! pip install -q datasets gluonts orjson
GluonTS comes with a pandas DataFrame based dataset so our strategy will be to read the csv file, and process it as a PandasDataset
. We will then iterate over it and convert it to a 🤗 dataset with the appropriate schema for time series. So lets get started!
PandasDataset
¶Suppose we are given multiple (10) time series stacked on top of each other in a dataframe with an item_id
column that distinguishes different series:
import pandas as pd
url = (
"https://gist.githubusercontent.com/rsnirwan/a8b424085c9f44ef2598da74ce43e7a3"
"/raw/b6fdef21fe1f654787fa0493846c546b7f9c4df2/ts_long.csv"
)
df = pd.read_csv(url, index_col=0, parse_dates=True)
df.head()
target | item_id | |
---|---|---|
2021-01-01 00:00:00 | -1.3378 | A |
2021-01-01 01:00:00 | -1.6111 | A |
2021-01-01 02:00:00 | -1.9259 | A |
2021-01-01 03:00:00 | -1.9184 | A |
2021-01-01 04:00:00 | -1.9168 | A |
After converting it into a pd.Dataframe
we can then convert it into GluonTS's PandasDataset
:
from gluonts.dataset.pandas import PandasDataset
ds = PandasDataset.from_long_dataframe(df, target="target", item_id="item_id")

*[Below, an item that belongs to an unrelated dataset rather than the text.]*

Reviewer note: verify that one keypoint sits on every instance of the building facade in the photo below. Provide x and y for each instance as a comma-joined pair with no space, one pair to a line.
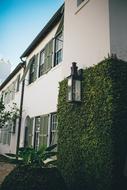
10,91
82,31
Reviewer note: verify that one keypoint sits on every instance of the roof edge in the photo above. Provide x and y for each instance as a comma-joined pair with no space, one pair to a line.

From here we have to map the pandas dataset's start
field into a time stamp instead of a pd.Period
. We do this by defining the following class:
class ProcessStartField():
ts_id = 0
def __call__(self, data):
data["start"] = data["start"].to_timestamp()

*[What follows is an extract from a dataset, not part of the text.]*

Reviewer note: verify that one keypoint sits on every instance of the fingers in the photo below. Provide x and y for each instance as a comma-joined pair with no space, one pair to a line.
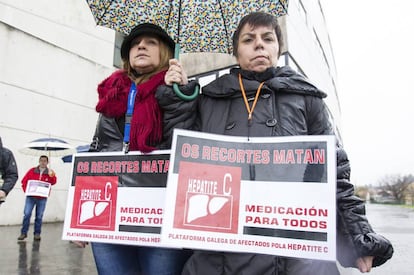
175,73
365,264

data["feat_static_cat"] = [self.ts_id]
self.ts_id += 1
return data
from gluonts.itertools import Map
process_start = ProcessStartField()
list_ds = list(Map(process_start, ds))
Next we need to define our schema features and create our dataset from this list via the from_list
function:
from datasets import Dataset, Features, Value, Sequence
features = Features(
{
"start": Value("timestamp[s]"),
"target": Sequence(Value("float32")),
"feat_static_cat": Sequence(Value("uint64")),
# "feat_static_real": Sequence(Value("float32")),
# "feat_dynamic_real": Sequence(Sequence(Value("uint64"))),
# "feat_dynamic_cat": Sequence(Sequence(Value("uint64"))),
"item_id": Value("string"),
}
)
dataset = Dataset.from_list(list_ds, features=features)
We can thus use this strategy to share the dataset to the hub.